Experimental program
Comparison scheme
Effect test

Embodiment 1

[0040] The detection of molecular marker sacThiC11-05 in the plant material to be tested (nucleotide sequence is:

[0041] TGAAGCCACGACTCTTACCCTACTTCAGCCATTCAATTTTGTATACCATCAATTCAGAGTCCATCATCTTCCTGATGTAATCCTAGACAACTTTTGCAAAGCTCC, such as SEQ ID NO. 1)

[0042] The primers for detecting molecular marker sacThiC11-05 are sacThiC11-05-F and sacThiC11-05-R, and their sequences are as follows:

[0043] sacThiC11-05-F: 5'-TGAAGCCACGACTCTTACCT-3', such as SEQ ID NO.7;

[0044] sacThiC11-05-R: 5'-GGAGCTTTGCAAAAGTTGTCT-3', such as SEQ ID NO.8.

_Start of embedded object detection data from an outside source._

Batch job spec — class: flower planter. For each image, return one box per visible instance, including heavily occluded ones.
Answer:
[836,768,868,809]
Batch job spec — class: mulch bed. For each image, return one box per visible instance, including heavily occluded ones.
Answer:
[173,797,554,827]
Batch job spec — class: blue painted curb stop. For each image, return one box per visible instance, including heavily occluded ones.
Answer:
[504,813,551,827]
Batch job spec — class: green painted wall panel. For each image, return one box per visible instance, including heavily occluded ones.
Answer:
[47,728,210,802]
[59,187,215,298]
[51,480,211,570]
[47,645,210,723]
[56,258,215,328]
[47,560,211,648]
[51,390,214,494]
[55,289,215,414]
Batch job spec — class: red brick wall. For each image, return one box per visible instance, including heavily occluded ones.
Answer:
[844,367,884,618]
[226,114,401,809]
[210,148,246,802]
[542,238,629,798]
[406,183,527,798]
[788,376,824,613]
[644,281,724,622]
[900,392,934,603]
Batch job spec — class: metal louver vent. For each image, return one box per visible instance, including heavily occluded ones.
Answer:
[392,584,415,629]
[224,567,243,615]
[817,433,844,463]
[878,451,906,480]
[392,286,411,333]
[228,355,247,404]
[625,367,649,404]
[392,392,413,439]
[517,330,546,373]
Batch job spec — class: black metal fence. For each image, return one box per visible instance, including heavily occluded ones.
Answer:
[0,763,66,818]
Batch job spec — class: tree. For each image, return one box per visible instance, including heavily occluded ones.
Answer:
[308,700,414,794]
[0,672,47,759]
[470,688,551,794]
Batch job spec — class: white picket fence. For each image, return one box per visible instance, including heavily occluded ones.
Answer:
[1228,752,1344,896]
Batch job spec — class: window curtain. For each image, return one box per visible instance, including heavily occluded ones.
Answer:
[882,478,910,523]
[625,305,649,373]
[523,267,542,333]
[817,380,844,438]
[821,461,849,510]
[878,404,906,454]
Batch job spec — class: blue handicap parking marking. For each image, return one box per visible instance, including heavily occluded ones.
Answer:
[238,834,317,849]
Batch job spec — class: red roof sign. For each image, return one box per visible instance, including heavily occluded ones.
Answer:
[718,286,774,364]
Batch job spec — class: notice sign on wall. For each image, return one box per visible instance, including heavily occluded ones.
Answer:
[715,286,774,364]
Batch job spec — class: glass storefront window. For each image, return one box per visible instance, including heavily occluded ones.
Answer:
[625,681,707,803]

[0045] The detection process is as follows:

[0046] Extract the genomic DNA of the plant to be detected, use the extracted genomic DNA as a template, and use sacThiC11-05-F and sacThiC11-05-R as primers for PCR amplification. After the amplification is completed, separate the amplified product by electrophoresis to amplify The corresponding 104bp DNA band is the plant material containing the 4St chromosome or 4St chromosome fragment of Thip...

Embodiment 2

[0053] Detection of the molecular marker sacThiC11-15 in the plant material to be tested (CTGCTCCAGCTCAGAACAATCCCTCCCTGCAGCGCACGCGGAACCAGCACGCATTTGTTCGGCGCCCGCCCCGAGGCCGGCCGTCCGGTGTCGCAATCCCGTCGTTCCCAGTCCCGTCCCCCGTCAAACGGAATCCTCGCCGGGAGGTGAACCCAACGAAACAAAC, such as SEQ ID NO.2)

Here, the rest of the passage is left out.